Le "cose di campo" non esistono più
Poniamo il caso che, in un qualsiasi frangente dell'agire umano, si possa individuare nel contesto un motivo di giustificazione delle proprie azioni. Ecco dunque che, per strada, ogni insulto sarebbe lecito e accettabile poiché - è noto - la guida è un evidente fattore di stress. Ecco che, altrettanto, dopo aver bevuto un paio di birre si potrà prendere una sedia e lanciarla contro il bancone del pub. Sono cose da pub, chiaramente, quelle di prima - del resto - erano cose di strada. Sono meccanismi di deresponsabilizzazione da cui attingiamo a piene mani, in dati contesti, e il calcio in questo senso è cattivo maestro: cose di campo, cose di spogliatoio, "cose nostre".
Un approccio che rivendica l'omertà come diritto e che la sventola come una bandiera: quel che accade qui da qui non esce, c'è un codice non scritto che ce lo impone. Un simile approccio può resistere saldamente (e lo ha fatto) in un mondo ben distante da quello attuale, in una realtà in cui nascondersi è possibile e in cui il "non detto" fa parte del gioco, senza che s'indaghi persino tra le virgole. Diventa però lampante come lo scenario odierno sia lontano anni luce da un simile retaggio: la lente d'ingrandimento è sempre lì, i riflettori si spostano con rapidità e i titoloni sottolineano frasi, foto rubate, persino uno sguardo.
Una nuova responsabilità
Non solo: il panorama attuale è ricolmo (saturo?) di messaggi, di istanze da promuovere, di interessi che s'incrociano e trovano anche nel pallone una goffa (ma popolare) via d'espressione. Il rischio della retorica e dell'ipocrisia è sempre dietro l'angolo, sappiamo bene quanto i gesti in sé siano vuoti se non vengono riempiti dal pensiero, al contempo però diventa ormai impossibile (prima che giusto o sbagliato) nascondersi dietro alle "cose di campo" e alle zone franche rispetto ai tanti richiami esterni, rispetto a ciò di cui dobbiamo dare conto.
La figura del calciatore si trova suo malgrado avvolta in questa nuova realtà, diviene opinion leader senza averlo chiesto, guida le masse senza avere una manuale che insegni come poterlo fare.
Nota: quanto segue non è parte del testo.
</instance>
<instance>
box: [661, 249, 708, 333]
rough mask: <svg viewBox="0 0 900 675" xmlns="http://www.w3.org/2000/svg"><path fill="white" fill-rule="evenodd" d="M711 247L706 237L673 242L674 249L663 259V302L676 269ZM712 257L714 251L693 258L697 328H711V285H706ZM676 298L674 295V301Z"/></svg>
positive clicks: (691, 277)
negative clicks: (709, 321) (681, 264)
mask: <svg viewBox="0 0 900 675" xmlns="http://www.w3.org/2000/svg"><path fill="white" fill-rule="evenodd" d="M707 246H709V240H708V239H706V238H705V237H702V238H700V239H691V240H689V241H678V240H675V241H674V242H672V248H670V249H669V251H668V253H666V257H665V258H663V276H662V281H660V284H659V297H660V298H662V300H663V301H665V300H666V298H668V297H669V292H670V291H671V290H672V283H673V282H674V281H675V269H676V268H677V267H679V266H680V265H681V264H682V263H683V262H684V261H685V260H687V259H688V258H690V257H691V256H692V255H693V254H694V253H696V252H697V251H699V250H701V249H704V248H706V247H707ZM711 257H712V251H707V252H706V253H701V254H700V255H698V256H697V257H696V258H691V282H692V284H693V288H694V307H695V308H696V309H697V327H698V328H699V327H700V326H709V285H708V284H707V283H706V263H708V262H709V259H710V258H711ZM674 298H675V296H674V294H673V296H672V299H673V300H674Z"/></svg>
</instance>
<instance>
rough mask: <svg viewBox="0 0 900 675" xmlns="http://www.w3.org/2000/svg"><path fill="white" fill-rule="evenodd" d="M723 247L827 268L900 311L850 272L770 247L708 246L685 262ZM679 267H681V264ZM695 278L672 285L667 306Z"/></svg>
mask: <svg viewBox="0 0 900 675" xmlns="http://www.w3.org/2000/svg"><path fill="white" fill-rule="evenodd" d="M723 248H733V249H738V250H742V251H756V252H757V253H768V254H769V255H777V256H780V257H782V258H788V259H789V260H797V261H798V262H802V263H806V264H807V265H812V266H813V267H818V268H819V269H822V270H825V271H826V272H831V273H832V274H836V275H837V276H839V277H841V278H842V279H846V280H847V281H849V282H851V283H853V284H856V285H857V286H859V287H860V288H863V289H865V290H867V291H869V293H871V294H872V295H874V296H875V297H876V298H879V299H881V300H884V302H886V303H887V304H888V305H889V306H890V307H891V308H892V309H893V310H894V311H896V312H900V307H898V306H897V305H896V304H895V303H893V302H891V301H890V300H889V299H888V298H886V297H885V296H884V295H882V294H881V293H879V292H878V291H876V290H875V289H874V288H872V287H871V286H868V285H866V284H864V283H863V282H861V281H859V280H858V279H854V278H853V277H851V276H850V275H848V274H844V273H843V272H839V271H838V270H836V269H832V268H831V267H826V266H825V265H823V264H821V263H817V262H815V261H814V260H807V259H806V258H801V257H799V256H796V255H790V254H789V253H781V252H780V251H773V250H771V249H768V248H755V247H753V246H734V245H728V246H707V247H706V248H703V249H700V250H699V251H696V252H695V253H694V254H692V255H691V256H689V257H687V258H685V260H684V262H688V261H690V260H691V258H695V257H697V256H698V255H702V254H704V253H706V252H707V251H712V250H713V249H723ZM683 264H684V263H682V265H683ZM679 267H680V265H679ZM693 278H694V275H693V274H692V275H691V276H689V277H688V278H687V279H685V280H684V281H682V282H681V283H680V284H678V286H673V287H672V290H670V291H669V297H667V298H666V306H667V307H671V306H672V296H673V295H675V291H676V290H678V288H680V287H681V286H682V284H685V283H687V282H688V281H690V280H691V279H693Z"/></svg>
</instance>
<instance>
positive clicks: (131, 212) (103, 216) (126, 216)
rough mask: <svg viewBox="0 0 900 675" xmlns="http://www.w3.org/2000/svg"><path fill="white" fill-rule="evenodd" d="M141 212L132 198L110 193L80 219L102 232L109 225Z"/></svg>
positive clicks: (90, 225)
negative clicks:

Il corto circuito è evidente, la crocifissione mediatica e l'odio social sono le sue dirette parenti, ma il peccato originale - ora più che mai - non è tanto nell'errore in sé quanto nel vizio di sminuirlo, di qualificarlo come normale.
Il calcio "ad alto livello" non può più percepirsi come un mondo alieno dal resto, non può pretendere di equipararsi a ciò che fu 30 anni fa o a quello che si vive tuttora sui campetti di periferia: non è un fatto di milioni e di contratti, è un fatto di contesti che mutano e che non possono essere impermeabili rispetto alla realtà circostante, un fatto di consapevolezza e responsabilità. Non sono fardelli che si scelgono, non sempre, ma quando capitano non è più possibile eluderli o chiedere al mondo di guardare altrove.